37The applicant submits that every treatment plan that was denied and subsequently approved by the respondent is subject to interest. The applicant argues that at the time of the approval of the issues in dispute, the respondent did not pay, nor mention that they would be paying interest, despite their obligation to do so.
38The respondent submits that no interest is owing because a settlement has not been reached because the applicant’s claim has not been finally disposed of. In the alternative it submits that if the Tribunal finds that interest is owed, it is owed as of the date of the filing of the application with the Tribunal. It further submits that interest should be limited to the maximum prescribed sum in the Schedule for the disputed benefits. It argues that interest on the treatment plans proposing assessments should be limited to the $2,200.00 cap per assessment under s. 25.
39I find that in agreeing to pay the unapproved amounts of the treatment plans, which were issues in dispute in the applicant’s application before the Tribunal, the respondent settled the issues in dispute within the meaning of s 51(4) of the Schedule, and therefore must pay interest pursuant to that subsection.

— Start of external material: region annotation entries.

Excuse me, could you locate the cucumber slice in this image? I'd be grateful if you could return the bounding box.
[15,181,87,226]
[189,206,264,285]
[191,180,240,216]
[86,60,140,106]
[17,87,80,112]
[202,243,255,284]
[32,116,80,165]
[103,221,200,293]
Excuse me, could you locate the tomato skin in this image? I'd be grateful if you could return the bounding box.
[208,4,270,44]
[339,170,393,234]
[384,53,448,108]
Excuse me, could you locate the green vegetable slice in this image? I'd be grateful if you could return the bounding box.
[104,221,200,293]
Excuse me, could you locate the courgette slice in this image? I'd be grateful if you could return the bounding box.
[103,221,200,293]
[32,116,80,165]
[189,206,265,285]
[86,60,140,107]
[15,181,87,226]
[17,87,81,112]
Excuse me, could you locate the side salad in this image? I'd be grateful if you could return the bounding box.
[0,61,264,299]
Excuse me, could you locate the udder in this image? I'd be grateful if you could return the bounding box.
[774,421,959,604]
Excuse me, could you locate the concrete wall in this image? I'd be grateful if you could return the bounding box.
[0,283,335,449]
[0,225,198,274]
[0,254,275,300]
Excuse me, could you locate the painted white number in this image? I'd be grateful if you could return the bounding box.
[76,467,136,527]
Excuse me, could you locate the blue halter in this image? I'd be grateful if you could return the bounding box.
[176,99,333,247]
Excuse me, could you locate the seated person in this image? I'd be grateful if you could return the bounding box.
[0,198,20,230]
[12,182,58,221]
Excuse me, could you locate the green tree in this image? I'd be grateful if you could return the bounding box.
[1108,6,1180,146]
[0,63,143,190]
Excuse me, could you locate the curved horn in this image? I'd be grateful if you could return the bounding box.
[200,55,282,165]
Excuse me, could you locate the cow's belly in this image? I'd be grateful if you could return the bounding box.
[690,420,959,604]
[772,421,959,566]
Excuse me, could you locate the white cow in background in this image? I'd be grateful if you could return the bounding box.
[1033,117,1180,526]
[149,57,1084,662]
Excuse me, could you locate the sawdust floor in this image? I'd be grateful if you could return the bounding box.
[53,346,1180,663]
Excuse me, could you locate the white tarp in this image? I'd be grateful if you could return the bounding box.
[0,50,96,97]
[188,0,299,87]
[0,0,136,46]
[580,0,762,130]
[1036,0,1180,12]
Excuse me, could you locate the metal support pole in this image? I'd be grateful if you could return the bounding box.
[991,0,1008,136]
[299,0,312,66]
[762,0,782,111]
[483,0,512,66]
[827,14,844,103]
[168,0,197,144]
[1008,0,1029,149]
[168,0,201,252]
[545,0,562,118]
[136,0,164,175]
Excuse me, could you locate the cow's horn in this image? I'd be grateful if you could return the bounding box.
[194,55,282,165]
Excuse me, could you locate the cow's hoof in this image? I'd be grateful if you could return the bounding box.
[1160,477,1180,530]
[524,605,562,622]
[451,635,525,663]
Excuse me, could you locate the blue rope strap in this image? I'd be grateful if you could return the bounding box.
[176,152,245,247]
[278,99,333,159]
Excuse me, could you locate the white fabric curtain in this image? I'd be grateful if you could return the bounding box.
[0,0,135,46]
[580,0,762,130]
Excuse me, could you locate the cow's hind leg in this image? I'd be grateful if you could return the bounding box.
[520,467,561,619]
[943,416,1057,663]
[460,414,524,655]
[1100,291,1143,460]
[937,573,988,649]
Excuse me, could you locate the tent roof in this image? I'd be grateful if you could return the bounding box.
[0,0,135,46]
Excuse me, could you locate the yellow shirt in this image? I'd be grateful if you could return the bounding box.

Pursuant to s. 51(4), interest is payable for the period that begins from the date of the application to the Tribunal and ends on the date of settlement of the issue. Therefore, the applicant is entitled to payment of interest from May 23, 2024, the date of her application, to the date that each treatment plan was subsequently approved by the respondent, calculated at the prejudgment interest rate described in subsection 128(3) of the Courts of Justice Act.
40I do not accept the respondent’s argument that interest on the treatment plans proposing assessments should be limited to the $2,200.00 cap per assessment under s. 25 of the Schedule. I find that the respondent has not pointed to any authority for this position. I find that s. 25 does not provide for interest payable pursuant to s. 51 of the Schedule. I conclude that s. 51 applies on overdue benefits and therefore interest is not included in the $2,200.00 cap where it is found that a treatment plan for an assessment is overdue.
41For the reasons outlined above, I find that pursuant to s. 51(4) of the Schedule, the applicant is entitled to interest on the balance of the treatment plans, from May 23, 2024, the date of her application to the Tribunal, to the date the treatment plans were approved, calculated at the prejudgment interest rate described in subsection 128(3) of the Courts of Justice Act.
ORDER
42For the reasons outlined above, I find that:
i. The respondent is required to pay an award of $13,019.34, which is 15% of the total of the treatment plans and attendant care benefits approved; and
ii. The applicant is entitled to interest on the treatment plans, from May 23, 2024 to the date of approval of the treatment plans, calculated at the prejudgment interest rate described in subsection 128(3) of the Courts of Justice Act.